Forex Trading Idea AUD/USD
Sell AUD/USD at 0.7660 with a stop above 0.7850 and price target at 0.7240.
Price broke below the neckline of a Head and Shoulder chart pattern, which is a confirmation of a reversal from the bullish price trend to a bearish price trend. Price has currently returned to the neckline and there is also the 20EMA providing resistance as well. While Stochastic is near to the oversold extreme, MACD is bearish and is hinting of a bearish price trend ahead. 20EMA is bearish as well, with a steep slope, which is a sign of a strong bearish price trend. As long as price is capped below the neckline, we see price going to the Head and Shoulder chart pattern’s price target at 0.7240 in the next 3-4 months ahead.

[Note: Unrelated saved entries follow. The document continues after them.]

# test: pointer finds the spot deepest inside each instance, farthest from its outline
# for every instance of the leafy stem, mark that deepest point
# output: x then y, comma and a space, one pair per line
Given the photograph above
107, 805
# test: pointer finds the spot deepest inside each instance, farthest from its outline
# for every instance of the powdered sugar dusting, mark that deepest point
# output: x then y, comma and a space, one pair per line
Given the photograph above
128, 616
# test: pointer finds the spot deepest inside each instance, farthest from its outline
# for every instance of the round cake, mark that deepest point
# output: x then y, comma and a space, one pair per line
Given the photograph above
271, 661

The U.S. was among the first country in the world to start the coronavirus vaccination and this has help to reduce the numbers of cases in the country. As a result, re-opening of the economy is likely to boost economic growth. This is likely to boost the US dollar against its peers.
The US is also outspending other countries in stimulus spending to help its economy recover from the pandemic. US$1.9t was passed into law and just 2 weeks ago another US$2t of infrastructure initiative was also mooted. More spending will likely to boost economic growth. This is likely to boost the US dollar against its peers.
This large amount of stimulus is also likely to lead to inflation. The US Federal Reserve had predicted inflation to run at 2.4% by the end of 2021, which is above the central bank’s target of 2%. While the Federal Reserve had said it will keep interest rate near to zero until the end of 2023, market is thinking the Fed is too dovish. Market participants are expecting the Federal Reserve to hike rate before the end of 2022. US dollar is expected to strengthen as a result.
This massive amount of stimulus money has to lead to a rise in US bond yields. Bond yield has already risen to a 14-month high of 1.77% and is likely to continue rising, which are likely to support the US dollar.
Australia’s relationship with China has been strained as a result of Huawei and this has led to some sanctions on import of Australia’s products. China remains Australia biggest trading partner. Any sanctions on Australian products are likely to lead to a reduction in Australia’s GDP and a weakening of the Aussie currency.